Cuisine sur rue. De loin, le restaurant est quasi invisible, n'était-ce sa cuisine donnant sur la rue. Anne-Sophie reprend l'idée éprouvée par son père à Valence d'une cuisine ouverte sur la salle, devenue la tarte à la crème de la restauration au XXIe siècle. Deux portes donnent sur la rue, mais une seule ouvre sur le restaurant. Les commis vous font signe si vous vous trompez. Ils doivent passer une bonne partie de leur service à ce petit jeu-là ! Non, le meilleur repère, c'est que le restaurant jouxte l'enseigne verte  "Duluc détective" chère aux cinéphiles.

Un concept ludique et olfactif. Les trois menus proposés sont construits autour de dominantes olfactives. En début de repas, trois mouillettes de parfumeur sont apportées, censées guider le choix entre Vanille ambrée, Iode et fleurs, Sous-bois et épices. Le décor ne détourne pas de l'expérience. Au mur, des panneaux de cuir ajourés, blancs sur fond blanc. Nappes et vaisselle blanches. Quelques touches de brun avec les sièges et le bois des tables. Des orchidées bleues, orange ou jaunes ornent les tables, un mélange pas très heureux.

Le problème, c'est que l'on n'a pas forcément envie de manger nos parfums préférés. Si la rétro-olfaction procure de grandes émotions dans la dégustation de bien des mets, et en particulier du chocolat (sport que je pratique au quotidien, et avec le CACAO club en dégustation à l'aveugle), l'inverse n'est pas sûr en ce qui me concerne, et absolument impossible pour mes deux accompagnateurs.

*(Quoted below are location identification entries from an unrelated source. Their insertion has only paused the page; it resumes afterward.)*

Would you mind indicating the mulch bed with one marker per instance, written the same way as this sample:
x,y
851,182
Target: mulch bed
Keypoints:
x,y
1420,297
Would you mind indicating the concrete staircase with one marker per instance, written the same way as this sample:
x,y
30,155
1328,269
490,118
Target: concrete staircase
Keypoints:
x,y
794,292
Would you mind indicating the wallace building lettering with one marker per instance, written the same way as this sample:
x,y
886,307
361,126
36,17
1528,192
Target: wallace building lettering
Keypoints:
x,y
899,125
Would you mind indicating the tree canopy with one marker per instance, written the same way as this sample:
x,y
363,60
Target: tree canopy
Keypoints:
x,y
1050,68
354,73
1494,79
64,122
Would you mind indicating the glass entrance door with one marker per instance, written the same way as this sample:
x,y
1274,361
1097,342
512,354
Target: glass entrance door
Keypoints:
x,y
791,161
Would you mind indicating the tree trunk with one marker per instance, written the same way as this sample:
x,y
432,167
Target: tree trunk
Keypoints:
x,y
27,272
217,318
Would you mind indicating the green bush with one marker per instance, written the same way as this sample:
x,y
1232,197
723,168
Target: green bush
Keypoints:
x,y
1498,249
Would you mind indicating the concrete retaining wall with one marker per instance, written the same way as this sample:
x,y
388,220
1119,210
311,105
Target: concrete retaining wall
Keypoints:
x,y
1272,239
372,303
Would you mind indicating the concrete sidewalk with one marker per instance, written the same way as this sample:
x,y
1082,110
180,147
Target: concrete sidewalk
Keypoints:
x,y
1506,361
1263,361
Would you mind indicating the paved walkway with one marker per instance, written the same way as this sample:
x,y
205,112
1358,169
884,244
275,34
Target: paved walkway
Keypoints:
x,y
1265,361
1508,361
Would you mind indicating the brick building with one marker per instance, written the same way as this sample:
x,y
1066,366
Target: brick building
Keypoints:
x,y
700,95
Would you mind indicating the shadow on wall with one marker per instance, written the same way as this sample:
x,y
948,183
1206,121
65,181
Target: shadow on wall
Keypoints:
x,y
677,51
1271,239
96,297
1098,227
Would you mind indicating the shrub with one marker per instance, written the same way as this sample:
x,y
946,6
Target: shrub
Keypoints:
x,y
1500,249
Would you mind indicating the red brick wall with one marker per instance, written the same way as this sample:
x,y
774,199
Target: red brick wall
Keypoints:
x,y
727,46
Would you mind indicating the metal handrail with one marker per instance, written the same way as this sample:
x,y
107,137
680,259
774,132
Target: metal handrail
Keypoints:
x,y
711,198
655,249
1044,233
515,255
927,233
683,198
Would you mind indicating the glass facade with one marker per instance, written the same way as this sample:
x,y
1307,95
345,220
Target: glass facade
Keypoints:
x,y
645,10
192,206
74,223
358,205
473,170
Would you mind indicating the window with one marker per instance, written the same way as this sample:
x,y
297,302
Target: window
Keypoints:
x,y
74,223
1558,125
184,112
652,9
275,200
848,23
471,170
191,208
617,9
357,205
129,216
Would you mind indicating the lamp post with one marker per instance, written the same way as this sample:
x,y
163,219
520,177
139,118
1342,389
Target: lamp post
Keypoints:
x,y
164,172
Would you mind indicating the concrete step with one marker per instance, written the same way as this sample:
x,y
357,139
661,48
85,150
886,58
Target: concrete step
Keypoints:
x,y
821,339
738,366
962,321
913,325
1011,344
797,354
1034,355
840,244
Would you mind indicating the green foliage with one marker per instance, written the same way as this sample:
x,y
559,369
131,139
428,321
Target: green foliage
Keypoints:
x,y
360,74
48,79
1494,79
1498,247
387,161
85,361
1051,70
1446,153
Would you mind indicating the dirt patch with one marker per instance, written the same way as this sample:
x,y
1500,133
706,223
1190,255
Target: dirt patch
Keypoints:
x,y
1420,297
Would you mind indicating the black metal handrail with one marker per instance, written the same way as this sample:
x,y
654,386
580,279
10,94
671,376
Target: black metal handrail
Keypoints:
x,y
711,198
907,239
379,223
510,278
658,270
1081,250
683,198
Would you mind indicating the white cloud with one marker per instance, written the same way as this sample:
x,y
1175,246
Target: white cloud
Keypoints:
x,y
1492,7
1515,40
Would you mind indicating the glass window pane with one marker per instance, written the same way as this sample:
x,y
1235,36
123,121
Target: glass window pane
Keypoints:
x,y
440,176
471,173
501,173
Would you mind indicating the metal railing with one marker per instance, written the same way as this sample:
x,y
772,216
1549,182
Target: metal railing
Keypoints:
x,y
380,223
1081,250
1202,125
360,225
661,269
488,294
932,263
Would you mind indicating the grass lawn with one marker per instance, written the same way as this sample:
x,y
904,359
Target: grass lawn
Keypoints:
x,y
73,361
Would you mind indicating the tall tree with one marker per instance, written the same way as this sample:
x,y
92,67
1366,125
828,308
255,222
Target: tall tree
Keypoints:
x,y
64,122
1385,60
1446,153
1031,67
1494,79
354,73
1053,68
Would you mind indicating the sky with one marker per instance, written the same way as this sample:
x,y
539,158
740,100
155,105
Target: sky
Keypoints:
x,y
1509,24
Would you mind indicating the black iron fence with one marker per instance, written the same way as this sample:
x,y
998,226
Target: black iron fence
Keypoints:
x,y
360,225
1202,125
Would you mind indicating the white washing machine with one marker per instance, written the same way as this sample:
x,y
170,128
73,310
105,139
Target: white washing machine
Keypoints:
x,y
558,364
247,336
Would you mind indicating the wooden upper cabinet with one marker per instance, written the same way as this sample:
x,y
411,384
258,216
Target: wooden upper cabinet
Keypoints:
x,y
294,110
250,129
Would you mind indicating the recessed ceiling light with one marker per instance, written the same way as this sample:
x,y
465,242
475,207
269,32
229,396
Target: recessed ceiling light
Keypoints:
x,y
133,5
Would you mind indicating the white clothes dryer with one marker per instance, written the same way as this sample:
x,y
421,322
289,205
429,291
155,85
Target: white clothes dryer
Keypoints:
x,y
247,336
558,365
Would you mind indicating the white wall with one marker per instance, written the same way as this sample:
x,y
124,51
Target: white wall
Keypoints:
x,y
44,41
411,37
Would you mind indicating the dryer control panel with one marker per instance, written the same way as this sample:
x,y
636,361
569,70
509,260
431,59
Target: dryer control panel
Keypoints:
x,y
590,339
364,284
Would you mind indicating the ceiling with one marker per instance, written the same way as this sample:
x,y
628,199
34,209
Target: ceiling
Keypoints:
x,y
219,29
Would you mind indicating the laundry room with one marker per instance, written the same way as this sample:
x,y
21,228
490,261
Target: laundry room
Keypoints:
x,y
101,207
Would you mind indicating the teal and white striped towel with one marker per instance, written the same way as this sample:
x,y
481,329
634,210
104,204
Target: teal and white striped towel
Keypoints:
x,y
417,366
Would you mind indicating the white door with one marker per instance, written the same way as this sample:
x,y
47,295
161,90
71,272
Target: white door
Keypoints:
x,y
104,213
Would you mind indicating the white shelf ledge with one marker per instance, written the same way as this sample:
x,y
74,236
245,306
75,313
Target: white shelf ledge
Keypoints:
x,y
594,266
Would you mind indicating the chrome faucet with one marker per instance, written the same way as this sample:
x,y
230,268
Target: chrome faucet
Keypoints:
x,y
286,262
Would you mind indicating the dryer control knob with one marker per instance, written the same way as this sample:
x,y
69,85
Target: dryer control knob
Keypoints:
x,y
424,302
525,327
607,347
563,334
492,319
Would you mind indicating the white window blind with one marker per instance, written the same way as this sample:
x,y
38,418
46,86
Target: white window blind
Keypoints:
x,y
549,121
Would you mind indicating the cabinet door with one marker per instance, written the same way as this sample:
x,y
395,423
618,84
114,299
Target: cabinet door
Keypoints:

Reste que les trois menus sont alléchants et fort bien conçus, avec de la poésie, des rimes, des fulgurances... et bien sûr quelques synesthésies. Et puis par les temps qui courent ils ont le mérite... d'exister ! Trop de chefs imposent un menu unique, à prendre ou à laisser.

Avec mes deux convives, nous avons opté pour deux menus Vanille ambrée et un menu Iode et fleurs, laissant de côté le troisième et ses déjà célèbres berlingots au chèvre frais fumé, champignon des bois et fève tonka.

Les beurres infusés. Pour patienter, dégustation de beurre ! Au café Blue Montain ou au piment d'Espelette, avec des petits toasts triangulaires aux arômes très étudiés. Un départ en fanfare qui laissait présager un meilleur pain d'accompagnement au cours du repas, ma seule grande déception.

Osé et maîtrisé. Mes commensaux débutent par une association osée mais finalement totalement évidente en bouche. Le côté terreux de la betterave fait un écho parfait au côté torréfié du café, qui contrebalance le sucré du légume.

Les betteraves, café Blue Mountain 

La poularde fermière, couteaux, épinards, fleur d'oranger

Le cochon de Bigorre, coing, vanille, safran

La sardine (récemment remplacée par du rouget), poireau, thé matcha

Tous fous du chou. Le menu "premier prix" recèle une pépite : une déclinaison bête comme chou qui en fait voir de toutes les couleurs ! Fondants ou croquants ? Braisés ou vapeur ? Comme un pickle ou en espuma ? Tout cela ensemble et séparément, et c'est comme si on en mangeait pour la première fois. Une réécriture totale, inédite et évidente à la fois... Un tour de force !

Le chou pluriel, vanille, bergamote

Les desserts : halte à la sphérification ! Le jeu des accords se poursuit en mode majeur, avec un bémol. Dans le ressac de la vague moléculaire, nous avons été surpris de trouver échoué sur nos assiettes ce genre de préservatif à sauces. 

Le baba au rhum, fruit de la passion, gingembre, vanille

La poire William, réglisse, violette, en écho à mon entrée

Sublimes petits sablés au chocolat au lait !

Globalement, nous sortons enchantés. Beaucoup de découvertes, surtout avec les ingrédients très simples de saison. Le service est efficace et détendu, le volume sonore de la salle raisonnable. On a hâte de découvrir la carte de printemps !

Menus à 49 € le midi en semaine, 79 €, 100 et 120 € le soir. Attention, vins qui douillent !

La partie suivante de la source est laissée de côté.